Bad Karma: Fisker says its electric drivetrain and battery pack are not to blame for a fire in a plug-in Karma in California earlier this month.

Plug-in Fisker Karma to be recalled to fix faulty fan after Californian fire

20 Aug 2012

A FAULTY cooling fan has been blamed for at least one recent fire in plug-in Fisker Karma range-extender petrol-electric cars in the United States, prompting the American company to recall the vehicles to replace the part.

However, the cause of another fire, in a Karma garaged in Texas in May, remains unclear and the subject of further investigation.

Fisker Automotive says its lithium-ion batteries and electric powertrain have been cleared of any fault in a recent fire involving a Karma on a California roadside, badly damaging the vehicle on August 10.

The company says an investigation by its engineers and independent fire forensic experts traced the blaze to a low-temperature cooling fan in the front left of the car, forward of the front wheel.

Published images taken by passers-by appear to support that theory, showing flames engulfing that portion the car, well away from batteries stored under the floor of the vehicle.

“The final conclusion was that this sealed component had an internal fault that caused it to fail, overheat and start a slow-burning fire,” Fisker said in a statement.

“Fisker has today voluntarily elected to conduct a recall with respect to this cooling fan unit.

 center imageFrom top: Fisker's Tony Posawatz Fisker Atlantic.

“The company is working with the responsible supplier and this recall campaign is not expected to have a material financial impact on Fisker.”

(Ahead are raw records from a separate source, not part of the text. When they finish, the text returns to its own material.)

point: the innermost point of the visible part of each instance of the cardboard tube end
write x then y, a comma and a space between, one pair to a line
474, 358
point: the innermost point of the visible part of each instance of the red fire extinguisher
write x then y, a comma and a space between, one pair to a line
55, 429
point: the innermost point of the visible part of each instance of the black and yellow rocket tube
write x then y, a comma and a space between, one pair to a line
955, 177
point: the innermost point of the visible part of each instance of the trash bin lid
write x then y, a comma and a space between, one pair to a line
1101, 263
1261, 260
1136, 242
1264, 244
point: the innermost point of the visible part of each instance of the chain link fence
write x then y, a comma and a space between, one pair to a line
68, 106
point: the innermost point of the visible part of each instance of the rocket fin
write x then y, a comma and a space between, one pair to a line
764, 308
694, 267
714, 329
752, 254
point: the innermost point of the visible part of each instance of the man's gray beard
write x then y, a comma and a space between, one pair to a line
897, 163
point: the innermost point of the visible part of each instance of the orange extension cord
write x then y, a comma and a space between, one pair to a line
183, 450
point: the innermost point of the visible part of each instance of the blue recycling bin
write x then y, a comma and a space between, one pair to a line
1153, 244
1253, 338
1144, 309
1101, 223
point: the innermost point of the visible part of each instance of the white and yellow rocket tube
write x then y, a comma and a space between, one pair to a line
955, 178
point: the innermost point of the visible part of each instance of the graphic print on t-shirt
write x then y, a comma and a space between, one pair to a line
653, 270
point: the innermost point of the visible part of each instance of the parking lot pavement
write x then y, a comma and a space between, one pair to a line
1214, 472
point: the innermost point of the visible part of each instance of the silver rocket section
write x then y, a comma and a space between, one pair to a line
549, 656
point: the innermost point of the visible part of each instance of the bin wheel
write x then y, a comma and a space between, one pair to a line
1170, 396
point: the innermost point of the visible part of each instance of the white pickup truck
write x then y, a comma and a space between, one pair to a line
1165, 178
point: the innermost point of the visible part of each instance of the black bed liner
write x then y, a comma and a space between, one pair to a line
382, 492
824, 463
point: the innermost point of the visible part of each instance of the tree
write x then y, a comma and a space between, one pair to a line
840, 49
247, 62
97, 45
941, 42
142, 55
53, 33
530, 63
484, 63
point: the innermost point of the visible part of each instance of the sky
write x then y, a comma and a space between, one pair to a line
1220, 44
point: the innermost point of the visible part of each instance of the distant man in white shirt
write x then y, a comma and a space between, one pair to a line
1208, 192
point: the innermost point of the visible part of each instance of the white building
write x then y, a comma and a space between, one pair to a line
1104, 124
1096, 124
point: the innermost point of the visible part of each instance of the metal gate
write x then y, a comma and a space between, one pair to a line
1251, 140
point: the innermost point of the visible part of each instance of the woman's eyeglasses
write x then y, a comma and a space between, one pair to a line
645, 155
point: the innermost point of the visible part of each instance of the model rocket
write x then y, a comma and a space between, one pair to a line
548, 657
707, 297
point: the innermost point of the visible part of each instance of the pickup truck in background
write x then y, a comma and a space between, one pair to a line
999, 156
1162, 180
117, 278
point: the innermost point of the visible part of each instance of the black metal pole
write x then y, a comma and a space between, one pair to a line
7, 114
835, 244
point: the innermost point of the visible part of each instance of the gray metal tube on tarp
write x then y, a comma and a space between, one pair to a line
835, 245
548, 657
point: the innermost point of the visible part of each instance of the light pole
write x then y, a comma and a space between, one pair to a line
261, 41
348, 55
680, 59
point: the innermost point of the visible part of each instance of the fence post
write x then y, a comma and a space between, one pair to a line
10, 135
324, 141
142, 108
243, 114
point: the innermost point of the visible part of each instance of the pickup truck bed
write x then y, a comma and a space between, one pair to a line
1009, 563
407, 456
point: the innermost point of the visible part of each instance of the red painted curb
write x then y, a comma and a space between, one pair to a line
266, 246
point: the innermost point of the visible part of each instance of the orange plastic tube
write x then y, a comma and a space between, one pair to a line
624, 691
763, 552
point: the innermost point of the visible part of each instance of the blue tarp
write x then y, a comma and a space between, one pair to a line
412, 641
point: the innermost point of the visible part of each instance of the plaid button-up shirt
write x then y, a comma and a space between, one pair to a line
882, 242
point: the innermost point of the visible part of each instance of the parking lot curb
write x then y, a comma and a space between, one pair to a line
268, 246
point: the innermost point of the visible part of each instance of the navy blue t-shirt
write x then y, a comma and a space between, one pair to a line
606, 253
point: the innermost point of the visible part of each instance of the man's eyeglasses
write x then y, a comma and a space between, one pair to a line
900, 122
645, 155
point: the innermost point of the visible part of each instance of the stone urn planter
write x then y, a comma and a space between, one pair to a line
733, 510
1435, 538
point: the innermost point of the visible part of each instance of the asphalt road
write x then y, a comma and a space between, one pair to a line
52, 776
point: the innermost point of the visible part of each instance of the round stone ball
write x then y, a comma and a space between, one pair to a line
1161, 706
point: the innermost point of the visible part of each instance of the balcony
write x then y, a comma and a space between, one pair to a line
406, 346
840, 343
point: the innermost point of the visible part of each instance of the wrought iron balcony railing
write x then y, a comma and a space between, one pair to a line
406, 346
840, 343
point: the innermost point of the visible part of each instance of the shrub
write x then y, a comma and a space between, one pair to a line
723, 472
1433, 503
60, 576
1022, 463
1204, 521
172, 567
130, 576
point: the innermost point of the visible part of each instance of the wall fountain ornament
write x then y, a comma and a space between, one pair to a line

The company says that, as well as replacing the fan, an extra fuse will be fitted for added protection.

Although the number of vehicles recalled was not announced by Fisker, it claims to have sold more than 1000 Karmas since December.

Fisker executive chairman and co-founder Henrik Fisker said the company was committed to responding swiftly and decisively to events such as this to ensure total customer satisfaction.

“This incident resulted from a single, faulty component, not our unique EV powertrain or the engineering of the Karma,” he said.

“As this situation demonstrates, Fisker Automotive is dedicated to doing whatever is necessary to address safety and quality concerns.”

California-based Fisker launched the range-extender Karma in December 2011, but immediately ran into problems when battery coolant was found to be leaking on vehicles being built at the Valmet factory in Finland where the cars are made under contract.

Because of the risk of an electric short-circuit and fire in the battery pack, the first 239 Karmas were recalled by Fisker.

The Texas fire is still the subject of speculation, with Fisker saying the details of the blaze were “not in the public domain”.

The Karma coupe allegedly caught fire in a garage, not only badly damaging the Karma but two other cars – a Honda NSX and Mercedes-Benz roadster – and the house as well.

The owner of the car said he had driven the car into his garage in suburban Houston three minutes before, without plugging it in.

Fisker later released a statement saying the lithium-ion battery pack had been found intact and did not appear to be a contributing factor.

Fires are not Fisker’s only issue, with finance problems also besetting the company.

Earlier this year, Fisker was denied access to more than half of $529 million ($A506m) in government loans it had been relying on, and is reportedly now seeking about $150 million in venture capital.

The financial upheaval has forced Fisker to shelve plans to build a second model, the Atlantic, in Delaware.

The company is now looking to former General Motors executive Tony Posawatz to guide it through its current issues.

The former head of GM’s Volt program has been appointed Fisker Automotive chief executive officer, replacing Tom LaSorda.